Psilocybin Assisted Psychotherapy for Treatment Resistant Depression and Co-occurring Substance Use Disorder

Overview

The goal of this clinical trial is to learn if a single dose of psilocybin (5mg Vs 10mg Vs 25mg) alongside psychotherapy is safe and can help treat treatment resistant depression (TRD) with co-occurring substance use disorder (SUD) in veterans and first responders. We seek to answer: * Whether 5mgs, 10mgs and 25mgs of psilocybin are safe in individuals with co-occurring TRD and SUD * Whether psilocybin assisted psychotherapy will reduce substance use severity and depression symptoms * What neurobiological processes are associated with the effects of psilocybin assisted psychotherapy. The researchers will compare the effects of a single dose of psilocybin (either 5mgs or 10mgs or 25mg) alongside psychotherapy on substance use severity and depression symptoms over six weeks in veterans and first responders with TRD and co-occurring SUD. In this 14-week study, participants will: * Visit the clinic for two intake sessions * Complete seven psychotherapy sessions. This will include three sessions before psilocybin administration, an 8 to 10 hour dosing session, and three sessions following psilocybin administration * Complete short, repeated daily assessments for six weeks, in total, before and after psilocybin administration * Complete two brain scans before and after psilocybin administration

This is a double-blind randomized clinical trial to examine the safety and efficacy of a single dose of psilocybin (5mg or 10mg or 25mg) in reducing substance use severity and depression symptoms in N=50 veterans and first responders with treatment resistant depression (TRD) and co-occurring substance use disorder (SUD). The study will be conducted at Goodman Hall outpatient clinic located at Indiana University, Department of Psychiatry. All participants will take part in two intake visits (one to conduct safety tests and establish eligibility, and one to collect baseline and covariate data). They will then participate in three preparatory psychotherapy sessions with a certified psilocybin counselor before receiving one of three, randomly assigned, psilocybin doses during an 8 to 10 hour administration session. Following psilocybin administration, participants will participate in three weekly integrative psychotherapy sessions. We will also conduct three, two-week bursts of Ecological Momentary Assessment (EMA) during weeks 1 and 2, weeks 5 and 6 and weeks 10 and 11 of study participation, to measure daily substance use patterns and depression symptoms both during stressful and non-stressful situations.
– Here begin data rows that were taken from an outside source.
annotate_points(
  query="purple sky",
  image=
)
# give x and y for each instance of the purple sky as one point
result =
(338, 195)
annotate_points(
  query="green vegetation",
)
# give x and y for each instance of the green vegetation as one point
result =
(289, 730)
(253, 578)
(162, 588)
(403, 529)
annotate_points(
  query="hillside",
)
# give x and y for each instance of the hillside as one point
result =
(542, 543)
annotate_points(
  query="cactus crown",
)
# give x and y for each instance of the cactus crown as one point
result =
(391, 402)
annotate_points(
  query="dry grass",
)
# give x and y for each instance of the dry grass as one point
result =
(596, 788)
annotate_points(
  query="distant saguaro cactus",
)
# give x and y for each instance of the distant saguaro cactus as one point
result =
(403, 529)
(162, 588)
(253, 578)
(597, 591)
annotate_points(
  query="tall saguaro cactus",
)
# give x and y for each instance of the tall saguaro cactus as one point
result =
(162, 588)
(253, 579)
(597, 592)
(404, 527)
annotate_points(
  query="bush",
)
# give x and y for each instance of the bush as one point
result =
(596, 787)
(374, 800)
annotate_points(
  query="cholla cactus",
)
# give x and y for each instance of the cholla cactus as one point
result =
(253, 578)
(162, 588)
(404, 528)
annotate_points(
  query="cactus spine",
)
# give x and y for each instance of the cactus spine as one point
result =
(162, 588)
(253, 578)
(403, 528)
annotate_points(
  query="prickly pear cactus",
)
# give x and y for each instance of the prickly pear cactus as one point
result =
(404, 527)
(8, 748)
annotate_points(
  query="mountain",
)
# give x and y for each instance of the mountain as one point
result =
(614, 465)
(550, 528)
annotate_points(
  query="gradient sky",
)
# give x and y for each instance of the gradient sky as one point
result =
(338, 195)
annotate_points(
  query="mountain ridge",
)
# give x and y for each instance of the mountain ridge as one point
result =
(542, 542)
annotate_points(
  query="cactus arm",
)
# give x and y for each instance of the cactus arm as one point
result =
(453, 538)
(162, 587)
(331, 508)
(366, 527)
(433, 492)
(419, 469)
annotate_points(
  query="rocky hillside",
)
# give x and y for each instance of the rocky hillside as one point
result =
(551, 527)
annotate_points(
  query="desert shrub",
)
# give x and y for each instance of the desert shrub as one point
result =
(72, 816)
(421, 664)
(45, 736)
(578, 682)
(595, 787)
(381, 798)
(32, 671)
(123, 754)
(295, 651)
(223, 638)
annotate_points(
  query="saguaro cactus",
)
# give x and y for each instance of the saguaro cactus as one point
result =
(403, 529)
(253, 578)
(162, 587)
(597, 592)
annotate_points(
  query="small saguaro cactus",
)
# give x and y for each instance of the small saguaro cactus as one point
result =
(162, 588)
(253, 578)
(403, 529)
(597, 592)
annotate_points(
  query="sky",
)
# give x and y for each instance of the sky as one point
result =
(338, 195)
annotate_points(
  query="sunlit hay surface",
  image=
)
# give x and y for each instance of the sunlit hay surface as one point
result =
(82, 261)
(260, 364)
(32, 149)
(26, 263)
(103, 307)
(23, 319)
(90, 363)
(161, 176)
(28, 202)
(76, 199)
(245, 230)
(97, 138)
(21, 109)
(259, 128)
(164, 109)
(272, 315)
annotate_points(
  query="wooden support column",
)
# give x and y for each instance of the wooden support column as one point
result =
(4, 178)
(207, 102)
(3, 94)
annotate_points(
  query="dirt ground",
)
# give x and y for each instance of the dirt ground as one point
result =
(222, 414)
A pre- and post- fMRI paradigm will additionally be conducted to determine psilocybin-related changes within and between the default mode network, the salience mode network and the central executive network, during both resting state and stress. We will also explore the extent to which elevations in subjective mystical and existential experience contributes to psilocybin's therapeutic and mechanistic effects. It is anticipated that all three doses of psilocybin will be safe and well-tolerated in this sample of veterans and first responders. We additionally expect that 25mgs of psilocybin compared with 5mgs will attenuate substance use severity and depressive symptoms six weeks following administration, and during both stressful and non-stressful situations. In addition, we expect that 25mg Vs 5mg psilocybin will decrease resting state functional connectivity within the default mode network (DMN) and modulate connectivity between the DMN, salience network, central executive network, and the amygdala during stress exposure.